In those same chapters we also see many characteristics we should grow into as Christians: gentleness, lowliness, righteousness, holiness, kindness, meekness, mercy, forgiveness, tenderness, patience, truth, unity, peace, renewal of mind, grace, love and the fullness of Christ. The list may seem overwhelming but with God’s help we can put off and put on to be more like Jesus every day. The apostle Peter encouraged us to “desire the pure milk of the word” (1 Peter 2:2a; NKJV) and the author of Hebrews 5:12-14, exhorts us to delve into the solid food of the word.
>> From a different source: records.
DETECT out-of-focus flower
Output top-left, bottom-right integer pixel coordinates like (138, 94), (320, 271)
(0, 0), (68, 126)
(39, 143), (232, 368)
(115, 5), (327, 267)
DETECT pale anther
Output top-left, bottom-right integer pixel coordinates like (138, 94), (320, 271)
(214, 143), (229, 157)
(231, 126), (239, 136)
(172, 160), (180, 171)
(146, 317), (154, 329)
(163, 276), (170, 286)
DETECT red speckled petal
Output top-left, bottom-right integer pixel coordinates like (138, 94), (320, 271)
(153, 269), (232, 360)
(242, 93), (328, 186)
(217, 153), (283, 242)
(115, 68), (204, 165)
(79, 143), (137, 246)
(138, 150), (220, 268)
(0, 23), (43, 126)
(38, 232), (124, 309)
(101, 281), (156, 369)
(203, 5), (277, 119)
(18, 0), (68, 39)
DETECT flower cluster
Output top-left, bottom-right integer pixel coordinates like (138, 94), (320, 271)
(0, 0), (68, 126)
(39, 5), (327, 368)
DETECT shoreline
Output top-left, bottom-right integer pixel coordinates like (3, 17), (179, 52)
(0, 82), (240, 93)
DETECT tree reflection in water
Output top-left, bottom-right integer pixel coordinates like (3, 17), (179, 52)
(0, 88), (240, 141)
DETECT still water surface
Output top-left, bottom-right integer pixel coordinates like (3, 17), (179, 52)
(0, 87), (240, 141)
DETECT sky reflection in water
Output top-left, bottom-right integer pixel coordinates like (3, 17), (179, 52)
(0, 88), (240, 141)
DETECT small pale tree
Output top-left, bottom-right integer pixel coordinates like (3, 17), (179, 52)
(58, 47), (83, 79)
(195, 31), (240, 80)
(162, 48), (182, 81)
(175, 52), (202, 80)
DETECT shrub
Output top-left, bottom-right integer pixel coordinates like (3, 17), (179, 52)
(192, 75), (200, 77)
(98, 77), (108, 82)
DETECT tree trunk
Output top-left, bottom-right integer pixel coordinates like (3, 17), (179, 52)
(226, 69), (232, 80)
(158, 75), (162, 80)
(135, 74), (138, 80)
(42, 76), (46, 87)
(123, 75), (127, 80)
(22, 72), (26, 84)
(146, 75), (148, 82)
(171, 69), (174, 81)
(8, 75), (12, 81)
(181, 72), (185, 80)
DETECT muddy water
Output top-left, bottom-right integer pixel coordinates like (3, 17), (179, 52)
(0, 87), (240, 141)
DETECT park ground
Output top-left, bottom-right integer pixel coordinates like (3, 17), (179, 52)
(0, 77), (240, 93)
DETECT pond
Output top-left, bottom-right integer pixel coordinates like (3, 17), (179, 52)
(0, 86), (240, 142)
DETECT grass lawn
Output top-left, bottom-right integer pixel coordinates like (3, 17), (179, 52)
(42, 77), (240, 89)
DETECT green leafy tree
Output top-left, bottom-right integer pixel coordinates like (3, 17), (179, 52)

As we get revelation of God’s Word the Holy Spirit can transform us to be more and more like Jesus (2 Cor 3:18). In Philippians l 1:6, we are assured that, “He who has begun a good work in you will complete it until the day of Jesus Christ”, or when Jesus returns to earth at the end of time. Let’s get busy putting off and putting on!

God is Good

The goodness of God is one of the foundations of our Christian faith; it is what everything hinges on. God is completely and consistently good and nothing bad can come from Him. “Oh give thanks to the Lord for He is good” (Ps 106:1; NKJV). “Oh that men would give thanks to the Lord for His goodness, and for His wonderful works to the children of men” (Ps 107:8,9; NKJV). These Old Testament scriptures (and there are many more) are confirmed in the New Testament, for example James 1:17 says that all good gifts come from God. It is said of Jesus that He went around “doing good” (Acts 10:38). Jesus Himself said that it was God, the Father, who enabled Him to do many good things (John 10:32). We see that of course in all the miracles that He performed; He was continually doing good things such as healing, delivering and helping people. It is because of God’s great love for us that He does good things for us (John 3:16). So, if something not good happens in our life we can rest assured that it is not coming from God; no matter what happens – good or bad, God is good, all the time! (John 10:10). And, “all things work together for good to those who love God, to those who are called according to His purpose” (Rom 8:28; NKJV).
So, “taste and see that the Lord is good” (Ps 34:8) today. Study and meditate on the goodness of God and allow God to give you more revelation on this subject and then you can say with conviction, “God is good!”